The trustee relied on the strict wording of the rules that it "may" obtain a report from a medical practitioner and "may" pay regard to any medical report obtained by the member to justify the limited amount of medical evidence considered. But a fiduciary duty was owed to the member to ensure the rules were applied fairly and reasonably and it could not be seen how the trustee could be satisfied whether a member was likely to be incapacitated permanently or for an indefinite period without full consideration of such available evidence. Of the six orthopaedic surgeons who examined him, three seemed to agree he was incapable of returning to his ordinary work, one expressed no view and the other two had not been asked for a prognosis.

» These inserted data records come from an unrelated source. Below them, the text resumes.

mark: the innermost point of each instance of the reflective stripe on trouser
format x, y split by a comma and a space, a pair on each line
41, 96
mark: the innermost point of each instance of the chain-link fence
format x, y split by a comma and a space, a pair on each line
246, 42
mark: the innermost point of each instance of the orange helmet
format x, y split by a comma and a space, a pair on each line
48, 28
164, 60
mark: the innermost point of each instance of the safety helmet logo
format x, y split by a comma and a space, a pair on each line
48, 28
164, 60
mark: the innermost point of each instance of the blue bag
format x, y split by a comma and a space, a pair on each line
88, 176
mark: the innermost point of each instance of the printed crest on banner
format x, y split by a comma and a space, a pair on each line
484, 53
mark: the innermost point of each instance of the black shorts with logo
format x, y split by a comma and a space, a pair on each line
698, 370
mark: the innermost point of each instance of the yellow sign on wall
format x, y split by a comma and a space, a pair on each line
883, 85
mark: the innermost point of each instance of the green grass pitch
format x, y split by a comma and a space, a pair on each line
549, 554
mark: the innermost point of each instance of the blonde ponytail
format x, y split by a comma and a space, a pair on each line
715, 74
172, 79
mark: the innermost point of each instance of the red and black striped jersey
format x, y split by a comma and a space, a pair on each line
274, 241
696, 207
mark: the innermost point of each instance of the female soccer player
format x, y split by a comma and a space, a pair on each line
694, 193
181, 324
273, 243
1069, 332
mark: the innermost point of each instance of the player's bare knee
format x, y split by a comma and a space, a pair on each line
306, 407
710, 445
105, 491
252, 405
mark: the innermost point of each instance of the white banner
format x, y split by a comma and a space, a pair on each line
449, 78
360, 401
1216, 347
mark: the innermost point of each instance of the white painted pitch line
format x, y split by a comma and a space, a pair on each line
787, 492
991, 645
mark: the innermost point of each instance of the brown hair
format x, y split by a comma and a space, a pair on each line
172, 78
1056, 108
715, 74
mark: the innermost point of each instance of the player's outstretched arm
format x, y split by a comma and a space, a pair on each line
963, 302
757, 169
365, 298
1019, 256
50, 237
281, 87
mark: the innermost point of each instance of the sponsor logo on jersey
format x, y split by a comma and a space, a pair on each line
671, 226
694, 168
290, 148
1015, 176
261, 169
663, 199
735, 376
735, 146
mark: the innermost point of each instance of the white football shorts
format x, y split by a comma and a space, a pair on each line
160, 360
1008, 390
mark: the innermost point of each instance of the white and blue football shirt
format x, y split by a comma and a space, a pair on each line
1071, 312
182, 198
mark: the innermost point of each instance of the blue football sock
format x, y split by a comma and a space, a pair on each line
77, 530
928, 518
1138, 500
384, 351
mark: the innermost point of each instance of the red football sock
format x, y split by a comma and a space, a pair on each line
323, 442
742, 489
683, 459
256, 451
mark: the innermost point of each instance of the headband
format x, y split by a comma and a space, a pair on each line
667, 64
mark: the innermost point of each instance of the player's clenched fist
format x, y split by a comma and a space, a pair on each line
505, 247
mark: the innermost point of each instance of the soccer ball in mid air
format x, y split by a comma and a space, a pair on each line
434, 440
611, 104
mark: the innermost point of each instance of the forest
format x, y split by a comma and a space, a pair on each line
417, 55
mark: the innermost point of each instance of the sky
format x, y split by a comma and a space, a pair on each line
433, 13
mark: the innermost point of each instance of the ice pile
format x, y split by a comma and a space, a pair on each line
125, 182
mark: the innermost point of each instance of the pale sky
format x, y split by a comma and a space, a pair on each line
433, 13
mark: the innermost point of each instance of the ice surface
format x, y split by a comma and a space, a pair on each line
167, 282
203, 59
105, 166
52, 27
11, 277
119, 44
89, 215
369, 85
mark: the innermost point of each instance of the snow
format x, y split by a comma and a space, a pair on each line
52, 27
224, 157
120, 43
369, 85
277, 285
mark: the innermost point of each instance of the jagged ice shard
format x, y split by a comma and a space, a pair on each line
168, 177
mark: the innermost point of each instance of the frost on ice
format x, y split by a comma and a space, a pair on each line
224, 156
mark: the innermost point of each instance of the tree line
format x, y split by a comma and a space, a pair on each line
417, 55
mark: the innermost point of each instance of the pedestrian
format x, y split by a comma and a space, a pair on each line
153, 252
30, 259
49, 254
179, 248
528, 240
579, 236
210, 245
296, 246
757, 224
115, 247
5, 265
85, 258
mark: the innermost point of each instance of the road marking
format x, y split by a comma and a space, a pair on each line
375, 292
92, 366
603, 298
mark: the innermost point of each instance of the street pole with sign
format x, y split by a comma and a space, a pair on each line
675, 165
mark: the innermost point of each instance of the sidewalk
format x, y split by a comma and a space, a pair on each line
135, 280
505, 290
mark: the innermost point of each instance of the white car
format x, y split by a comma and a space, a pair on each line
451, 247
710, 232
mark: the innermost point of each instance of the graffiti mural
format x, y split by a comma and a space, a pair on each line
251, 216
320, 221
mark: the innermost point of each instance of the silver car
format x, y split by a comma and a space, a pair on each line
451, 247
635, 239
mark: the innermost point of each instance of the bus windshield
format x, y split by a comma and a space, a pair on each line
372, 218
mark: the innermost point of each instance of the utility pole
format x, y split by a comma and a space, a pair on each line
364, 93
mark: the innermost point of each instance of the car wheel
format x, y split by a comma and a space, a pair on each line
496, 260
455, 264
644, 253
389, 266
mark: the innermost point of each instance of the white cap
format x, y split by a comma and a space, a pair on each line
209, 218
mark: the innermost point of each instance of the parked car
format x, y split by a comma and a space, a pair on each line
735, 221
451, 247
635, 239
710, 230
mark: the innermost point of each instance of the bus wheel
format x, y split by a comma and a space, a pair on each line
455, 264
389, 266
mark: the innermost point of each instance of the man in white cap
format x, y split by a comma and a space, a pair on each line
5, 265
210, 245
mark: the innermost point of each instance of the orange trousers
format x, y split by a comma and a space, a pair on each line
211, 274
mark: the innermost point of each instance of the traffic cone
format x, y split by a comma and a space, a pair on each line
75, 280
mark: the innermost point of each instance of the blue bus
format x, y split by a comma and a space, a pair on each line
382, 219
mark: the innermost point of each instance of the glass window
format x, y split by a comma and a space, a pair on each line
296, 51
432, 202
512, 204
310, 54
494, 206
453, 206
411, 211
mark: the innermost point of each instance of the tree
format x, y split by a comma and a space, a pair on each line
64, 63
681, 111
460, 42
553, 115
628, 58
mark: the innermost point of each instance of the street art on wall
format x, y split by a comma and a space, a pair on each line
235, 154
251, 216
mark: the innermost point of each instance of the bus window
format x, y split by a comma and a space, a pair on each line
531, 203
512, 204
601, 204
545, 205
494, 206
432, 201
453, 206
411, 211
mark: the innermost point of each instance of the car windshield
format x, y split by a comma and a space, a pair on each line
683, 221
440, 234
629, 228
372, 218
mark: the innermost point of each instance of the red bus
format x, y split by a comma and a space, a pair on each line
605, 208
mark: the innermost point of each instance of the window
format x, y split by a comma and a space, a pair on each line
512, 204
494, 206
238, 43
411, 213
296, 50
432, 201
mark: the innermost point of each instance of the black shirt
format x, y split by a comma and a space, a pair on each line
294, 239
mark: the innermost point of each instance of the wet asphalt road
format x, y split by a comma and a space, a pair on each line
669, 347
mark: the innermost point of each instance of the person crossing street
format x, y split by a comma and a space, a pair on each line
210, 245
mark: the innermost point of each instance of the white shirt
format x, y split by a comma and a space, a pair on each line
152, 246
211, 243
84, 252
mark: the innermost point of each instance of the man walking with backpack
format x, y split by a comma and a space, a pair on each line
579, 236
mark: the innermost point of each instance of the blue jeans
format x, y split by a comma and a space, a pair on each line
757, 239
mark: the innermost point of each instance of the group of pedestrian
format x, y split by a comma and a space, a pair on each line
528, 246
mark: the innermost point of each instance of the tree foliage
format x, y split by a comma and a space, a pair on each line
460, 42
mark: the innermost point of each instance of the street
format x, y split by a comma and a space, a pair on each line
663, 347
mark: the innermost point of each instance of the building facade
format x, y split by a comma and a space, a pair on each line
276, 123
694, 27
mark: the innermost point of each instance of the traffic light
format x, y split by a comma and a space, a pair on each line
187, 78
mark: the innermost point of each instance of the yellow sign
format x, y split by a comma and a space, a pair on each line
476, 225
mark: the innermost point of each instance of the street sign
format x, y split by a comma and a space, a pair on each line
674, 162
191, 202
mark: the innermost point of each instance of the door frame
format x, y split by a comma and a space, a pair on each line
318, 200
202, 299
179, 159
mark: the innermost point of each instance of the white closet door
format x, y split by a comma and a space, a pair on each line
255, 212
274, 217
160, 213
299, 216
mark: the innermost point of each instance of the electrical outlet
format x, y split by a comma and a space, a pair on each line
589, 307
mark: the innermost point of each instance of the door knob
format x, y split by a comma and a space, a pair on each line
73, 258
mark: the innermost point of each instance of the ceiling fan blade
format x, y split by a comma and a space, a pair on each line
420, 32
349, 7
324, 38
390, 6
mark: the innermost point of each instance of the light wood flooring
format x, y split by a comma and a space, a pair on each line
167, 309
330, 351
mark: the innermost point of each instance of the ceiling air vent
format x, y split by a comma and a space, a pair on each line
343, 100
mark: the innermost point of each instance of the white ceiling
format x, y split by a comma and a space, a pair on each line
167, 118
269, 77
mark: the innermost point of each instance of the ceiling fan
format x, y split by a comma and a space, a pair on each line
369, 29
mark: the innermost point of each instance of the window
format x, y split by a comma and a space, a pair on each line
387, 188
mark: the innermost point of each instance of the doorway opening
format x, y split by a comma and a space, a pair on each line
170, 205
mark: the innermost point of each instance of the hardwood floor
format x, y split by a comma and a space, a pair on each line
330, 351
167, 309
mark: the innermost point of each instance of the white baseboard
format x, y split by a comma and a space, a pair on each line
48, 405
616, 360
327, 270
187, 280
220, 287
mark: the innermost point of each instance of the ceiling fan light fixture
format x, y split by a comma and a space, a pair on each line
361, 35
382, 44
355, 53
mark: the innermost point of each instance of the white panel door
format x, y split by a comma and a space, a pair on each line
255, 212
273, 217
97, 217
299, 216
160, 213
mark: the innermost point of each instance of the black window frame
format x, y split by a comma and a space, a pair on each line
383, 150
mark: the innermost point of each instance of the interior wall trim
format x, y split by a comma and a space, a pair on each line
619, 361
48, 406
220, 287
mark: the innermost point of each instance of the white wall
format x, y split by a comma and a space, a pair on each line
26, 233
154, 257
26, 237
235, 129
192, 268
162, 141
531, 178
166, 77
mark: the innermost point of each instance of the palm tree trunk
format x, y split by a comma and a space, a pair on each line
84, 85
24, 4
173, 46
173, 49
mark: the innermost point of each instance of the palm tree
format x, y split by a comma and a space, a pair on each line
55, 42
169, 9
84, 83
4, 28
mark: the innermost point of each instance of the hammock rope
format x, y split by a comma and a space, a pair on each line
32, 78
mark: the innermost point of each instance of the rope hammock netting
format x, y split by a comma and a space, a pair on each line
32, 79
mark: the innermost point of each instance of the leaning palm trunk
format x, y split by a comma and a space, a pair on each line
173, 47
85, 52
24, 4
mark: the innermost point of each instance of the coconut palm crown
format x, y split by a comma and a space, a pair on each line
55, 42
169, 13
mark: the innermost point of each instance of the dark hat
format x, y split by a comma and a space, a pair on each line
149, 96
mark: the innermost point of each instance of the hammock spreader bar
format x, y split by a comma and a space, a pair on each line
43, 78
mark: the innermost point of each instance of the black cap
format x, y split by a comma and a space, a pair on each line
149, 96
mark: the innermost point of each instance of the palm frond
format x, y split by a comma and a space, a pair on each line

Whilst it might not necessarily have been perverse for the trustee to reject the weight of the medical evidence presented and to fail to require other medical evidence, the decision to refuse a pension appeared to be the consequence of taking other irrelevant factors into account and/or being unduly influenced by some medical evidence and opinion as against others. It was appropriate and equitable for the trustee to look at the complainant's position as at the time he asked for the pension to be reconsidered (ie November 1994). It should reconsider it, taking into account the weight of medical evidence and any further medical evidence it considered necessary. It should have regard only to whether he fulfilled the requirement of the relevant rule. A pension might only be refused if he could be found, as at November 1994, to have been capable in the foreseeable future of doing what was his ordinary work. If they accepted a pension was payable it should be paid from that date, with interest on the arrears."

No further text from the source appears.